Although I find this narrative a unique experience, personally I find it also quite tiring to juggle continuously between four timeline in a single book. Katherine’s diary aside, all the other three are told in Jorg’s voice which made it tedious to read. Plus, the huge amount of amnesia, illusions and dream sequence in the book made the story even harder to digest. However, my main gripes with book lies not in its unconventional narrative but in the same problems I found with the first book except that it only grew worse for me here.
Jorg, whether you love or hate him is an insanely fascinating character to read. In fact, Jorg sociopathic behavior is the major factor that drove me to finish this book or the trilogy itself. I’m intrigued to find out what he’s going to do next and I love how his character develops. Unlike the first book, there is more color to him now rather than only his endless thirst for vengeance and “I don’t give a fuck” attitudes, I love reading his growth and complex personality, which at the same time brought me to one of my main problems with the book, no other compelling characters.
Picture: Red Jorg (Interior Artwork from Broken Empire Omnibus edition by Jason Chan)
There’s just not enough development for all the other characters in the book, not even those who’s been there since the first book. I can’t give my empathy to all the side character’s fate and from what I’ve read until now, seems like this peeves of mine will continue until the last book. Another part that I dislike is again, its world-building.
I’m more or less okay with the fact that the world being in the same world with us already but seriously, it’s the end of the second book and there’s still no proper explanation to why the world became this way other than some really vague explanation. The book would definitely grab my attention more if there’s more information to why the world became this way but my biggest con of the book is in how things always worked perfectly for Jorg despite how impossible the situation looked like.
Jorg saved himself all the time by conjuring these special superpowers and tools without any limitation, explanation and they’re always there for him at the right moment and the right place conveniently.

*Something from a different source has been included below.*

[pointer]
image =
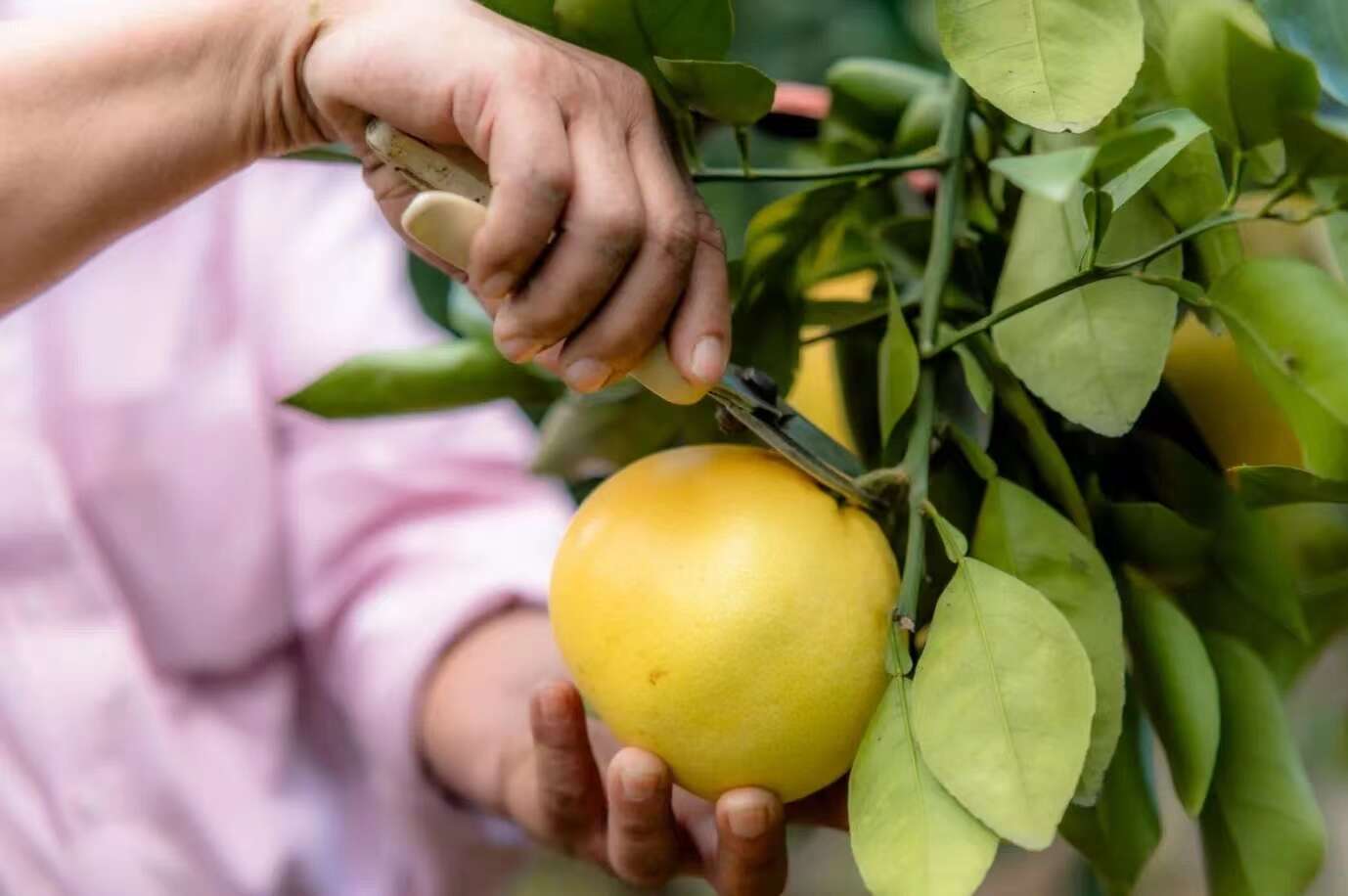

I won’t bother you with the details but I’ll let you know that these superpowers and tools that he used is uber powerful and there’s no repercussion from using them. As of now I still have no idea if these ‘Gary Stu’ characteristic of him will be redeemed later on but like the first book, Jorg escaped all his problems way too EASY with his miraculous circumstances and if it does get redeemed, I won’t change my rating for this book as this is how I feel about this one. I can’t have the explanation to these miraculous superpower outbursts withhold until the last book. I kept on saying “Not again…..” every time he got out of these trouble with ease (which is every time, literally), Kira could write Jorg’s name in Death Note and with his maximum level of luck, Kira would probably misspelled his name or something.
I won’t assume to know Mark’s decision behind this plot device and whether it’s his intention to make Jorg immensely lucky or not, whatever his intention was, there’s nothing wrong with it objectively and I know Jorg will survive the ordeals, otherwise, you know… the story will end already and there won’t be a book 3 but still, I always prefer the story I read to have the main characters to actually struggle to win rather than have everything handed to him on a silver platter.
In terms of prose, Mark’s prose is beautiful, philosophical and crafted meticulously as usual but at the same time it could be quite tedious to read when there’s way too much unnecessary explanation. Sometimes, it felt like reading a philosophical essay during Jorg’s endless inner monologue. However, there’s no denying the fact that there are a lot of high quality philosophical prose such as:
“There is no sound more annoying than the chatter of a child, and none more sad than the silence they leave when they are gone.”
There’s still tons of this high quality prose in the book, I’ll let you find out for yourself.
King of Thorns for me was slightly weaker compared to Prince of Thorns and it may be one of the most overrated books I ever read. Some elements work better, some are worse. It’s definitely not an easy book to read, Mark’s prose combined with the unconventional storytelling and plot will require only the highest of your attention to read. This book is all about Jorg Jorg Jorg Jorg Jorg, if you love and became a fanboy/girl of him since book 1, the high chance is that you’ll love the hell out of this book. In fact, the majority of readers and my friends love this book so this is definitely an unpopular opinion. Sadly, my affection for Jorg isn’t enough to make me overlook the other problems I experienced with it. I do however will continue with this trilogy and hopefully enjoy the last book.